テキストや写真を投げると、数十秒〜数分でテクスチャ付きの3Dメッシュが返ってくる——3D生成AIは2026年、ゲーム・XR・EC・試作の現場で「下ごしらえ担当」として定着しました。ただし出力をそのまま製品に使えるわけではありません。本ガイドは、主要ツールの実力差と、Blender / Unity につなぐ実務ワークフロー、そして人手が必ず要る工程を、最新の事実で整理します。
FIG.1 3D生成AIは「素材を速く起こす」工程。製品品質は後段の整形・統合・仕上げで決まる
012026年の現在地:実用は「下書き」から始まる
2024〜2026年で、画像1枚やテキストからPBRテクスチャ付きのメッシュが1分前後で出るレベルに到達しました。プロトタイプ、背景の小物量産、EC商品の3Dビュー、XR体験のラフ作りでは、すでに日常的に使われています。一方で「ボタン一発で納品クオリティ」には届かず、現実的な使い方はAIで下書き → 人間が仕上げるハイブリッドです。とくにキャラクターやメカなど、トポロジー(メッシュの面の流れ)の良し悪しが効く対象ほど人手が要ります。
02主要ツールの実力差(2026年)
「速さ・コスパ重視」と「トポロジーが綺麗で本番に近い」では選ぶツールが変わります。料金は頻繁に改定されるため、必ず各公式の最新プランで確認してください(下表は2026年時点の目安)。
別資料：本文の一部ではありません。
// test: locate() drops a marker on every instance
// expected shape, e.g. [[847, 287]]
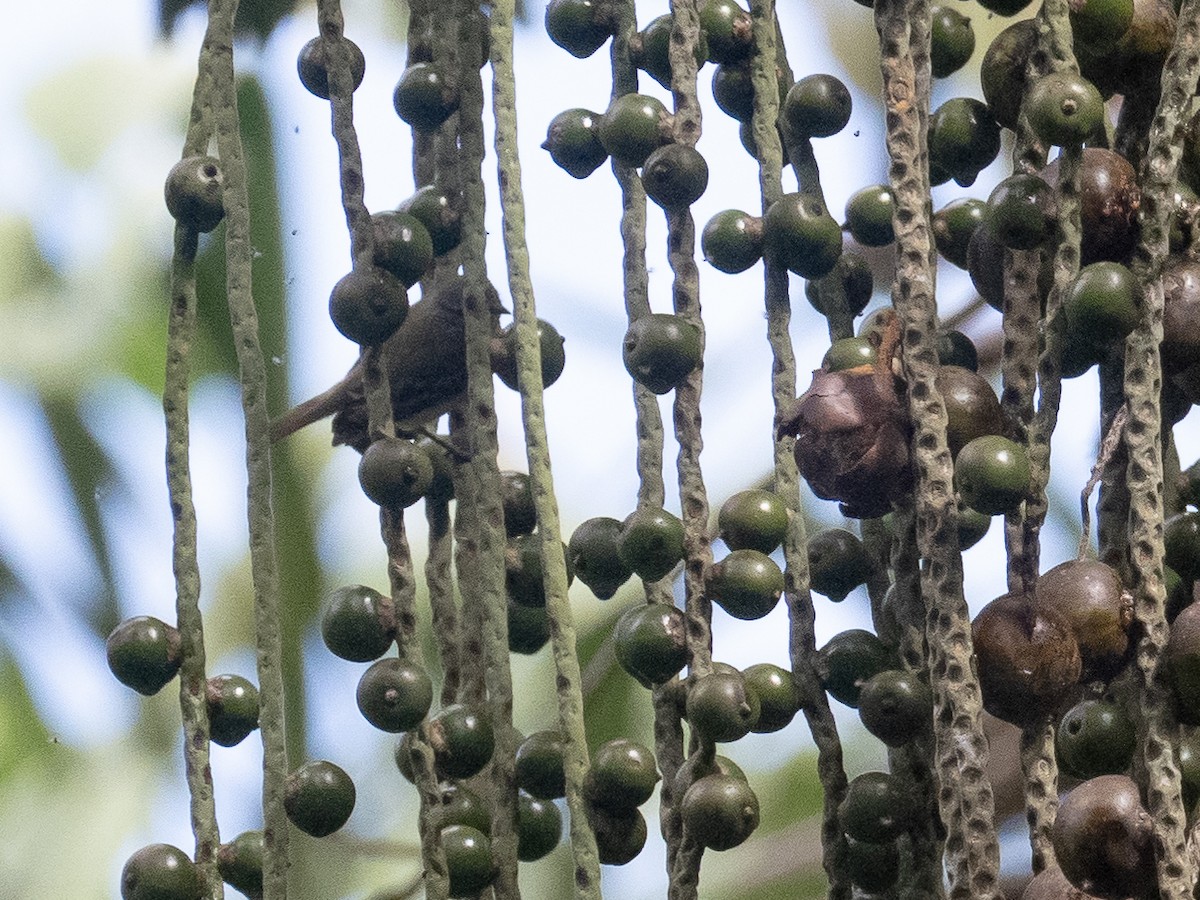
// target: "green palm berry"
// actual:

| 速さ・量産・コスパ寄り | トポロジー品質・本番寄り |
|---|---|
| Tripo(v3.1):最速約10秒、Smart Low Poly でゲーム向け軽量メッシュを自動生成 | Rodin(Hyper3D, Gen-2.5):クリーンなクワッド、T/Aポーズ強制で「掃除2時間」なしに近い品質 |
| Meshy(v6, 2026/1/18):1分前後でPBR出力、Low Poly モード、500種超の既製モーション | Hunyuan3D(Tencent, OSS):ローカル実行可(最小6GB VRAM)、二段DiTで幾何とテクスチャを分離 |
ざっくりした傾向として、Tripo / Meshy は速度とコスパで先行し、Rodin / Hunyuan3D はトポロジーの綺麗さで評価が高い、という住み分けです。料金感の例:Tripo は無料Basic(月300クレジット)+Professional 約 $19.90/月、Meshy は Free / Pro / Studio / Enterprise の段階制で、v6 はフルPBR出力に約30クレジット。Rodin は生成自体は試しやすい価格設計、Hunyuan3D は OSS でローカルなら追加課金ゼロ(その代わり GPU が必要)。